Hardware overview
The Kinect device is a horizontal bar composed of multiple sensors connected to a base with a motorized pivot.
The following image provides a schematic representation of all the main Kinect hardware components. Looking at the Kinect sensor from the front, from the outside it is possible to identify the Infrared (IR) Projector (1), the RGB camera (3), and the depth camera (2). An array of four microphones (6), the three-axis accelerometer (5), and the tilt motor (4) are arranged inside the plastic case.
The device is connected to a PC through a USB 2.0 cable. It needs an external power supply in order to work because USB ports don't provide enough power.

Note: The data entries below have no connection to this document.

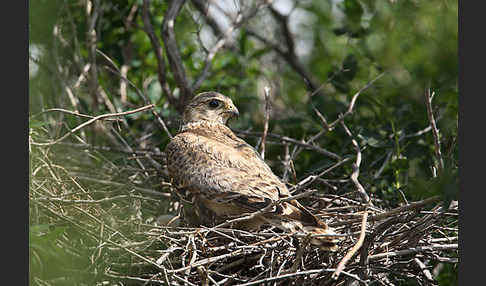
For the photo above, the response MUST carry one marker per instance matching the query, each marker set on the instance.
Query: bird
(225, 177)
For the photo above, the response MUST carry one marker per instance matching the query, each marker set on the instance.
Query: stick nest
(115, 225)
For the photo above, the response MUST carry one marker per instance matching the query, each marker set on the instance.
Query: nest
(116, 231)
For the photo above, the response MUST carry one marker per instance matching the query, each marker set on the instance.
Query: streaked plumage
(227, 177)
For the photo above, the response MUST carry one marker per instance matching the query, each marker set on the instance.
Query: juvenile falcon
(227, 178)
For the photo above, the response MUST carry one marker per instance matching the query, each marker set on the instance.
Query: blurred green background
(343, 44)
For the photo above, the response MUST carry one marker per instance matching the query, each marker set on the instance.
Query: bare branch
(267, 117)
(435, 131)
(173, 54)
(161, 69)
(86, 123)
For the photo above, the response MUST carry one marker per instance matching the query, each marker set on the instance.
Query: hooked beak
(233, 111)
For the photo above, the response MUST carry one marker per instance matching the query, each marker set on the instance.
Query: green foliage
(414, 43)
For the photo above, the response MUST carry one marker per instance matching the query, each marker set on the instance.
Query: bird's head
(209, 106)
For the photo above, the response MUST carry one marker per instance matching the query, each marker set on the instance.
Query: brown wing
(228, 178)
(221, 172)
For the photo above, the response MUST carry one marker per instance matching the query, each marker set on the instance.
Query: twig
(86, 123)
(355, 248)
(154, 41)
(265, 209)
(355, 174)
(413, 250)
(293, 141)
(117, 72)
(238, 22)
(267, 117)
(289, 275)
(393, 212)
(173, 54)
(353, 101)
(435, 131)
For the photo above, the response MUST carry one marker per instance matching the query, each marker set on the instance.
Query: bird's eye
(213, 103)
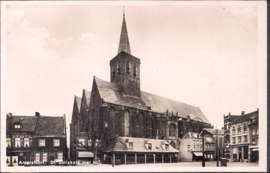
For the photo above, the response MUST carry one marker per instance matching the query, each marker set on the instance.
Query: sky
(205, 56)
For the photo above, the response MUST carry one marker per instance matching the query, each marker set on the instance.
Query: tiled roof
(87, 96)
(28, 122)
(245, 117)
(78, 101)
(42, 125)
(110, 93)
(139, 145)
(220, 131)
(191, 135)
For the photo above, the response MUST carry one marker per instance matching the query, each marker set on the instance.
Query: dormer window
(118, 68)
(128, 68)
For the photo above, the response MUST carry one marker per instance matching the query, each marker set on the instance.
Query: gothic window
(126, 123)
(118, 68)
(128, 68)
(113, 72)
(134, 70)
(172, 130)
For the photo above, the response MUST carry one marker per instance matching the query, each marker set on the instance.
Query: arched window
(128, 68)
(118, 68)
(172, 130)
(126, 123)
(134, 70)
(172, 143)
(233, 131)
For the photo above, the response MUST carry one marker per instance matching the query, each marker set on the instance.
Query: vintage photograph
(133, 86)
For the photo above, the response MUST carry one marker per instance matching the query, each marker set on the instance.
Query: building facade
(241, 136)
(120, 108)
(36, 140)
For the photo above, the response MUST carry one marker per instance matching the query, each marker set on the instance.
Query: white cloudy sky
(205, 56)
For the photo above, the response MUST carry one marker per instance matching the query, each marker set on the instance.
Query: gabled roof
(158, 146)
(245, 117)
(42, 125)
(28, 122)
(87, 96)
(110, 93)
(124, 42)
(78, 102)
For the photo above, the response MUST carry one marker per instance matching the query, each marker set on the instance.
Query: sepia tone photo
(133, 86)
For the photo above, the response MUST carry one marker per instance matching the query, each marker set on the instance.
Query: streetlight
(203, 161)
(216, 133)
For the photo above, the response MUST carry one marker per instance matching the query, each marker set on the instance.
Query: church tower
(125, 68)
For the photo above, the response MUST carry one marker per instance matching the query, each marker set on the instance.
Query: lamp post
(203, 161)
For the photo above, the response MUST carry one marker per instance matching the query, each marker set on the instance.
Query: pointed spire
(124, 42)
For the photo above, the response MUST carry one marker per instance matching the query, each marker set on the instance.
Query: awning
(197, 153)
(255, 149)
(85, 154)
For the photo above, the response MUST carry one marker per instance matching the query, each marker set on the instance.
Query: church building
(128, 124)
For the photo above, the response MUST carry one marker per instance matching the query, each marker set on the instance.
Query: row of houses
(34, 140)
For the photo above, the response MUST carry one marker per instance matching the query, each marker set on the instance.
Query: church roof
(124, 42)
(122, 144)
(110, 93)
(78, 101)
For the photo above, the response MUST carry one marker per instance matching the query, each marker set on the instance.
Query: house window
(239, 130)
(128, 67)
(17, 143)
(172, 130)
(17, 126)
(131, 145)
(253, 141)
(245, 128)
(41, 142)
(245, 138)
(149, 146)
(233, 140)
(37, 158)
(56, 142)
(233, 131)
(60, 156)
(188, 148)
(82, 141)
(44, 157)
(134, 70)
(239, 139)
(8, 142)
(166, 146)
(118, 68)
(26, 142)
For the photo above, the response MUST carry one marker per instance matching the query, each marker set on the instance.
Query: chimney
(37, 114)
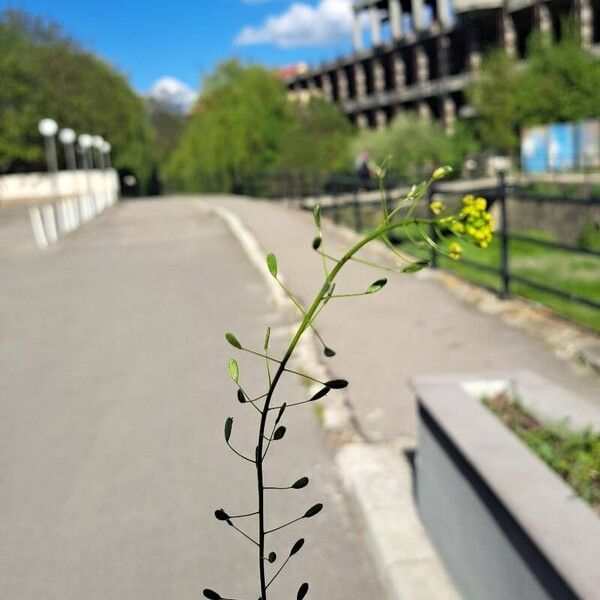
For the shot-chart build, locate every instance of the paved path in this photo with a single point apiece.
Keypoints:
(414, 326)
(113, 394)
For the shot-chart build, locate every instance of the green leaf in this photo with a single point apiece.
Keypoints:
(221, 515)
(279, 432)
(313, 510)
(317, 215)
(272, 264)
(234, 370)
(297, 547)
(228, 427)
(336, 384)
(302, 591)
(322, 392)
(376, 286)
(416, 266)
(280, 413)
(302, 482)
(233, 340)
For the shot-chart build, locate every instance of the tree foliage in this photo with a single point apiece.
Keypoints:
(317, 138)
(46, 74)
(411, 145)
(237, 129)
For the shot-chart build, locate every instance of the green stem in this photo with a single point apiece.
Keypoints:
(304, 325)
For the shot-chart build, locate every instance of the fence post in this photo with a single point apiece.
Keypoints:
(504, 238)
(432, 232)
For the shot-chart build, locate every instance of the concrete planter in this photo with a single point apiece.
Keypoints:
(506, 526)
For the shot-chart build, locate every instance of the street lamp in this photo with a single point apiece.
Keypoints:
(98, 143)
(48, 129)
(67, 137)
(84, 142)
(106, 148)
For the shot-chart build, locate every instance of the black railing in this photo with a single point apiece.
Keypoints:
(344, 198)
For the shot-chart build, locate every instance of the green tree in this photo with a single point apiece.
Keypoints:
(317, 139)
(237, 129)
(560, 82)
(411, 145)
(494, 96)
(44, 73)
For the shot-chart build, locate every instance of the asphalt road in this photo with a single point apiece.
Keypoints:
(113, 394)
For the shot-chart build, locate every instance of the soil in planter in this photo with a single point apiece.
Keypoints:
(574, 455)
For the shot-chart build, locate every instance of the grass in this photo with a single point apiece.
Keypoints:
(573, 273)
(574, 455)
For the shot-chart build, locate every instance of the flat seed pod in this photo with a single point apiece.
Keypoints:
(221, 515)
(336, 384)
(322, 392)
(297, 546)
(234, 370)
(272, 264)
(302, 591)
(302, 482)
(376, 286)
(313, 510)
(233, 340)
(228, 427)
(280, 413)
(317, 216)
(279, 432)
(416, 266)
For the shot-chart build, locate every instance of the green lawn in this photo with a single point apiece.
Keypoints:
(573, 273)
(569, 272)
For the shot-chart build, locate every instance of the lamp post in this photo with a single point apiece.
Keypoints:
(98, 143)
(84, 142)
(67, 137)
(106, 148)
(48, 129)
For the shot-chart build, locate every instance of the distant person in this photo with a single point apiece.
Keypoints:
(362, 168)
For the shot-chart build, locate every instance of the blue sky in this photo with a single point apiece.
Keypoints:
(184, 39)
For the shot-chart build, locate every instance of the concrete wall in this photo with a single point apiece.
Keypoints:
(34, 188)
(61, 202)
(505, 525)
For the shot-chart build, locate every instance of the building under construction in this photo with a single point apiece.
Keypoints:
(421, 54)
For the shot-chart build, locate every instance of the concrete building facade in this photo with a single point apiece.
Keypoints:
(421, 54)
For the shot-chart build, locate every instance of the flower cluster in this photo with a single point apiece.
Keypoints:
(474, 221)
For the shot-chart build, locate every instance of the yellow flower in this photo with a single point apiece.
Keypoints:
(480, 203)
(454, 251)
(441, 172)
(457, 227)
(436, 207)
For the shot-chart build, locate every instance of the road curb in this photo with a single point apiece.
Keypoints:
(378, 477)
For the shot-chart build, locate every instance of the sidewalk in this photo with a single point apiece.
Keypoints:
(414, 326)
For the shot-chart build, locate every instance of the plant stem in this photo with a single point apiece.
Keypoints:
(304, 325)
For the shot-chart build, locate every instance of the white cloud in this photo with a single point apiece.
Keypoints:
(172, 93)
(326, 24)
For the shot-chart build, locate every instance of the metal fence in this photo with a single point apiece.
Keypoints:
(345, 199)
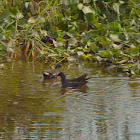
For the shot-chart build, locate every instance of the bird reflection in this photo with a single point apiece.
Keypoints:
(82, 89)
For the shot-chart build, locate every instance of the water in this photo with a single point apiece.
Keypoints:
(108, 108)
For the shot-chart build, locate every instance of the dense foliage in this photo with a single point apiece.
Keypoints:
(107, 32)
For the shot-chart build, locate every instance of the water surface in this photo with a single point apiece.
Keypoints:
(107, 108)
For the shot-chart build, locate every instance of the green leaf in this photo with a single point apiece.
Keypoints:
(116, 8)
(107, 54)
(4, 14)
(68, 15)
(13, 10)
(80, 53)
(88, 9)
(115, 37)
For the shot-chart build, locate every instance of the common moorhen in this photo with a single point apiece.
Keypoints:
(51, 73)
(76, 82)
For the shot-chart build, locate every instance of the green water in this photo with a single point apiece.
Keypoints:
(108, 108)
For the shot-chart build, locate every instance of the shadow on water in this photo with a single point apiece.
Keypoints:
(30, 108)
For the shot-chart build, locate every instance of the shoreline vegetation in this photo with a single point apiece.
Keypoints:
(105, 32)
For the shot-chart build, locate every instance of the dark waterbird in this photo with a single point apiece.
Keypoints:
(51, 73)
(76, 82)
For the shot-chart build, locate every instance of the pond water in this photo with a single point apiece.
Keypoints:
(107, 108)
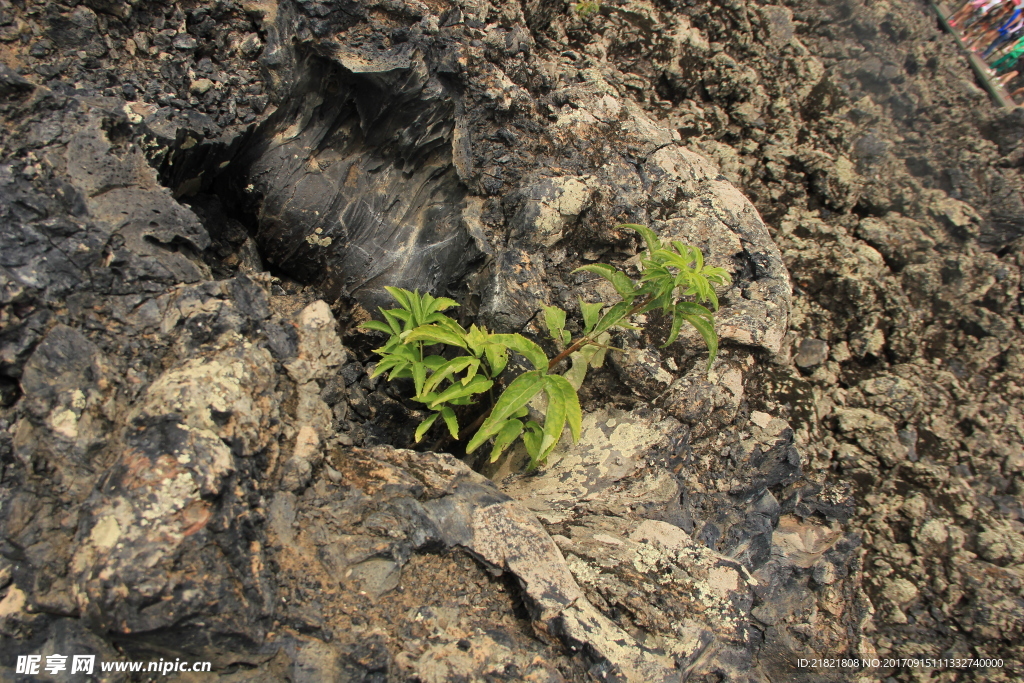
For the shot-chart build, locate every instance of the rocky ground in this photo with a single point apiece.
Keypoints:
(202, 200)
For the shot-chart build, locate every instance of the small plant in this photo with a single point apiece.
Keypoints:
(585, 8)
(479, 356)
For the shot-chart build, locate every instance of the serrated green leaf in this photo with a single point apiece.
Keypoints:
(498, 357)
(424, 426)
(474, 366)
(419, 377)
(562, 393)
(517, 394)
(457, 390)
(476, 338)
(532, 438)
(554, 318)
(434, 361)
(624, 285)
(435, 335)
(591, 313)
(446, 371)
(525, 347)
(451, 421)
(506, 435)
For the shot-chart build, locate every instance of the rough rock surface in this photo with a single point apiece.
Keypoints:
(195, 466)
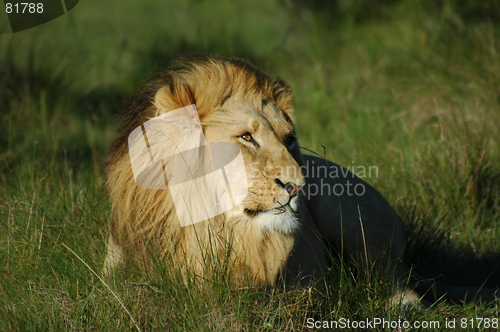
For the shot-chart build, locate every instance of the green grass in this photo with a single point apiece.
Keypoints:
(412, 87)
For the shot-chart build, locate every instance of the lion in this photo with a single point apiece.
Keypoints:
(283, 225)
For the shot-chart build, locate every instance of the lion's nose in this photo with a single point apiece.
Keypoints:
(292, 188)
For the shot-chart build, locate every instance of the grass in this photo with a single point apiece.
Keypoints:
(412, 87)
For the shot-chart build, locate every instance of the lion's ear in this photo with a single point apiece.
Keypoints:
(283, 96)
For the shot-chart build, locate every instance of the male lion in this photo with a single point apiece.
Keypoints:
(279, 220)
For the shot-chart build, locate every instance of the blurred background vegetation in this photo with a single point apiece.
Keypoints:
(412, 87)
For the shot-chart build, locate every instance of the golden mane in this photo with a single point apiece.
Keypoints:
(141, 219)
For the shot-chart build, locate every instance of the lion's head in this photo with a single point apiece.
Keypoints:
(236, 103)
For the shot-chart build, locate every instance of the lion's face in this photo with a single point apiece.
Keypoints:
(267, 141)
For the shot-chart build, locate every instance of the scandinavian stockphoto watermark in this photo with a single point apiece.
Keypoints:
(204, 179)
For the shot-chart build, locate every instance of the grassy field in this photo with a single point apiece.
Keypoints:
(412, 87)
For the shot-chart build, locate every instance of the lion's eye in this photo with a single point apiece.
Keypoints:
(247, 137)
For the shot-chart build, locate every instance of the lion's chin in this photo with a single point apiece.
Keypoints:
(284, 221)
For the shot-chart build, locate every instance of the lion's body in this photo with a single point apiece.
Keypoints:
(239, 104)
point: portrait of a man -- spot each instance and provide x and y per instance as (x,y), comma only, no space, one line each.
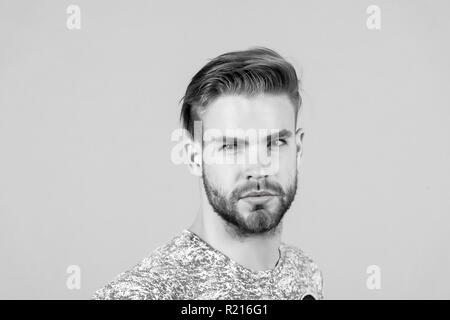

Now let's jump in to the main features of its components.
The IR projector
The IR projector is the device that Kinect uses for projecting the IR rays that are used for computing the depth data. The IR projector, which from the outside looks like a common camera, is a laser emitter that constantly projects a pattern of structured IR dots at a wavelength around of 830 nm (patent US20100118123, Prime Sense Ltd.). This light beam is invisible to human eyes (that typically respond to wavelengths from about 390 nm to 750 nm) except for a red bright dot in the center of emitter.
The pattern is composed by 3 x 3 subpatterns of 211 x 165 dots (for a total of 633 x 495 dots). In each subpattern, one spot is much brighter than all the others.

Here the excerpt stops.